Error in loading the pretrained model

facebookresearch / multiface

Hosts the Multiface dataset, which is a multi-view dataset of multiple identities performing a sequence of facial expressions.

Other

727 stars 50 forks source link

Error in loading the pretrained model #24

Open zhanglonghao1992 opened 1 year ago

zhanglonghao1992 commented 1 year ago

When I run the testing script by: python -m torch.distributed.launch --nproc_per_node=1 test.py --data_dir /path/to/mini_dataset/m--20180227--0000--6795937--GHS --krt_dir /path/to/mini_dataset/m--20180227--0000--6795937--GHS/KRT --framelist_test /path/to/mini_dataset/m--20180227--0000--6795937--GHS/frame_list.txt --test_segment "./mini_test_segment.json"

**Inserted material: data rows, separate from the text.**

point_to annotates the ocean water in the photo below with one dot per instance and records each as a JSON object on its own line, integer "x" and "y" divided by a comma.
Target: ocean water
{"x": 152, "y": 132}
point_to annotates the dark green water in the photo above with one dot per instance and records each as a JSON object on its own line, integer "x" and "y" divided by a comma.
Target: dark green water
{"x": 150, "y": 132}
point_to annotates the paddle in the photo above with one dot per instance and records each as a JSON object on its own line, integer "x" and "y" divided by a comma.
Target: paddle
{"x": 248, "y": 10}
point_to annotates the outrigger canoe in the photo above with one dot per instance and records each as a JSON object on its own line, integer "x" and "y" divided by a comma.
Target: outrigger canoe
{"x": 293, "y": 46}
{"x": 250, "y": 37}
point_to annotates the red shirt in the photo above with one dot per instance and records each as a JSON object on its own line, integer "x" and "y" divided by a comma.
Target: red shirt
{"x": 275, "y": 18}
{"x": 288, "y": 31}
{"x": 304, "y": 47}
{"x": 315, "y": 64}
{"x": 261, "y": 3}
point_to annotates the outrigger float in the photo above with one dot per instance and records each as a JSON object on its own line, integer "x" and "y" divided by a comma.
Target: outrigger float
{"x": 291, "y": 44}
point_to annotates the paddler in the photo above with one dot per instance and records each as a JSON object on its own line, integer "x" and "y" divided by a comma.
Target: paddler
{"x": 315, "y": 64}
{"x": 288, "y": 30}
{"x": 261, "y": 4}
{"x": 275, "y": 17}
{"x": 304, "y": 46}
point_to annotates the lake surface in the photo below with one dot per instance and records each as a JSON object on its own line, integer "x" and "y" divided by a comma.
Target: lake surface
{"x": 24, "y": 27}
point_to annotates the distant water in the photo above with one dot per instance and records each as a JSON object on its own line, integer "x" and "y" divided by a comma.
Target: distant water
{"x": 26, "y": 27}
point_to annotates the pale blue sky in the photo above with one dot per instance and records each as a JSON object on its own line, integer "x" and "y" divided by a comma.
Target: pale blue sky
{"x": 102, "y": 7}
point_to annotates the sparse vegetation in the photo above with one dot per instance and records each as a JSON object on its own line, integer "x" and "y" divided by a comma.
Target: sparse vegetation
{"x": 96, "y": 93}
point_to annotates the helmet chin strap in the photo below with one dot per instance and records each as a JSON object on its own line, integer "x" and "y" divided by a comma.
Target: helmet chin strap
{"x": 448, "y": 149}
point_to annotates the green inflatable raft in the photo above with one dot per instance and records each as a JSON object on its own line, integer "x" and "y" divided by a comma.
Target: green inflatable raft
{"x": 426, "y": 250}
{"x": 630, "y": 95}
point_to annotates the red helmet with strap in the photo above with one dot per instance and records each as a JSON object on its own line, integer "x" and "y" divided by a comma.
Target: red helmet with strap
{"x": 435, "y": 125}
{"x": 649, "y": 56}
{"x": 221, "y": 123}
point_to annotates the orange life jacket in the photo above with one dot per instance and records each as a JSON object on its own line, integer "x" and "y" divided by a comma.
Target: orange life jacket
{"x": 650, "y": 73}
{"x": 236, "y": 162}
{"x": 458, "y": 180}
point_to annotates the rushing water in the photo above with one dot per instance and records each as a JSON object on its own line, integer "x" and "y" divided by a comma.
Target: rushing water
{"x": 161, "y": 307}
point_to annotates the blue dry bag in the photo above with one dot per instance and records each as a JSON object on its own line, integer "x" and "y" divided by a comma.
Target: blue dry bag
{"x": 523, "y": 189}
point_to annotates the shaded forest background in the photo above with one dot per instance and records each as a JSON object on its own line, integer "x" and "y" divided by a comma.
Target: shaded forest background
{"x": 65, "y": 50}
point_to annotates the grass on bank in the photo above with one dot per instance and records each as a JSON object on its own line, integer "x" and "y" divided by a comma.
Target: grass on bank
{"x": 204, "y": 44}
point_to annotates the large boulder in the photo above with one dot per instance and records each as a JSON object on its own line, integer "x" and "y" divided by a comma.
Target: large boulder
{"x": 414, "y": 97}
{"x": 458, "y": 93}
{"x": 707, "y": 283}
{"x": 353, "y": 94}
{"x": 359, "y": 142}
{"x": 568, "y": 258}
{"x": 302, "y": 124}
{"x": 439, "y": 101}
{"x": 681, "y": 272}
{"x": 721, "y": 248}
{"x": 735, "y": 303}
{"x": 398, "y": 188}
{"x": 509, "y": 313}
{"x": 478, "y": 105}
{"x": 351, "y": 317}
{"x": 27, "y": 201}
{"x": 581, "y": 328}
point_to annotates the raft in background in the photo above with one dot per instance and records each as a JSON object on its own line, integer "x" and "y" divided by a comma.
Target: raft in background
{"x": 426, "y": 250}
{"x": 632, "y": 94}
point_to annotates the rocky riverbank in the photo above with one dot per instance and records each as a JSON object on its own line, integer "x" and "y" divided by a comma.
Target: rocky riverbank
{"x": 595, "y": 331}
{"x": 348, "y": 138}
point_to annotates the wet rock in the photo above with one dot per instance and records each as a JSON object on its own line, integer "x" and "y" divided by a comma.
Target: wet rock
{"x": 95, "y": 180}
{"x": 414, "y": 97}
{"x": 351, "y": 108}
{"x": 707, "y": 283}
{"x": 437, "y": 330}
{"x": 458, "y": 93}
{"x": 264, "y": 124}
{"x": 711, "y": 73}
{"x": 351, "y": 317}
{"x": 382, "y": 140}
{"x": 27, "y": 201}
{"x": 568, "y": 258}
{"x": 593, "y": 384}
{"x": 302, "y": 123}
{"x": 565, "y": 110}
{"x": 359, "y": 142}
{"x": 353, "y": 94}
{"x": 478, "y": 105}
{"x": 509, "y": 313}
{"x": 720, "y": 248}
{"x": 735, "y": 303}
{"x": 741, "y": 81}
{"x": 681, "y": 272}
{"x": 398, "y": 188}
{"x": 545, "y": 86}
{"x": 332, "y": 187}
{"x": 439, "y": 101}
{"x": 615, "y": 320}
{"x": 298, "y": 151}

I got the error: RuntimeError: Error(s) in loading state_dict for DeepAppearanceVAE: size mismatch for cc.weight: copying a param with shape torch.Size([75, 3, 1, 1]) from checkpoint, the shape in current model is torch.Size([37, 3, 1, 1 ]). size mismatch for cc.bias: copying a param with shape torch.Size([75, 3, 1, 1]) from checkpoint, the shape in current model is torch.Size([37, 3, 1, 1]).

It seems like you used 76 cams for training.

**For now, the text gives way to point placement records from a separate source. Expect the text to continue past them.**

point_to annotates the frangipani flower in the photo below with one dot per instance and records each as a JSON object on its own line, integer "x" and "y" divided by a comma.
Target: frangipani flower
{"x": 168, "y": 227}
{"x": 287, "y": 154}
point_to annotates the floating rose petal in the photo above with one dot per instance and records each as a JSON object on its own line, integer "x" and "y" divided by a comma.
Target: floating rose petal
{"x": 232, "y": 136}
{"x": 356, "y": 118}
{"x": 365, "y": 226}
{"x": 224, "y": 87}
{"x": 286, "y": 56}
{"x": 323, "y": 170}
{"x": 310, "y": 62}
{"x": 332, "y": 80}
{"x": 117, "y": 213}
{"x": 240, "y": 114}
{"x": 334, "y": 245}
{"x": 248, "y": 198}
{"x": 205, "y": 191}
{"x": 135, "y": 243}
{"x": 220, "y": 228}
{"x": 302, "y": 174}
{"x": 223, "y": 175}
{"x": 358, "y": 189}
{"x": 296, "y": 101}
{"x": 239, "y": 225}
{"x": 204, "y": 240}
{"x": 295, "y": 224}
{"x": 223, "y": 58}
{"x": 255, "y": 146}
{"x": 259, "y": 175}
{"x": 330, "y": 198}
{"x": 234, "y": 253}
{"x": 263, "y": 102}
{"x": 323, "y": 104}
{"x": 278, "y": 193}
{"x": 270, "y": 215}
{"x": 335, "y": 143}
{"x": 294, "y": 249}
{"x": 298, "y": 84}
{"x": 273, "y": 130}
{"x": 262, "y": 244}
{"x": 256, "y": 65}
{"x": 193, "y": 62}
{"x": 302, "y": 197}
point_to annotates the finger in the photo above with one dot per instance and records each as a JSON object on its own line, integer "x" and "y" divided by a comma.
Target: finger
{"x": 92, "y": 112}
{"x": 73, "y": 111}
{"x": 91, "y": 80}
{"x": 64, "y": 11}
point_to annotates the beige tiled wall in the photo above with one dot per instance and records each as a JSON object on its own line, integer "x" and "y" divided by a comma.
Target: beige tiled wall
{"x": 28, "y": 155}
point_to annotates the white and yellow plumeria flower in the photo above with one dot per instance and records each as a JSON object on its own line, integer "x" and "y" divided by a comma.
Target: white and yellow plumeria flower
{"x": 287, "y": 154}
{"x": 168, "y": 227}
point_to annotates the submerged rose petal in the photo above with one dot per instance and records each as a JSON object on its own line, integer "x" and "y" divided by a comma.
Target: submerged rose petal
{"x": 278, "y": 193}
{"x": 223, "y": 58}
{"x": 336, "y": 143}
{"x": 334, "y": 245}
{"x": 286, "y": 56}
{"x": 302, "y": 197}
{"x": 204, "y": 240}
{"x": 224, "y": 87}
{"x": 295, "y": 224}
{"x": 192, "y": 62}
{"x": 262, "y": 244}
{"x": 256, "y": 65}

vexilligera commented 1 year ago

Hi,

Sorry for the late reply. I tried

python -m torch.distributed.launch --nproc_per_node=1 test.py --data_dir dataset/m--20180227--0000--6795937--GHS --krt_dir dataset/m--20180227--0000--6795937--GHS/KRT --framelist_test dataset/m--20180227--0000--6795937--GHS/frame_list.txt --test_segment ./mini_test_segment.json --model_path pretrained_model/6795937_model.pth

and the model was correctly loaded. The link to the model can be found at pretrained_model/index.html. Could you provide the model name you loaded as well?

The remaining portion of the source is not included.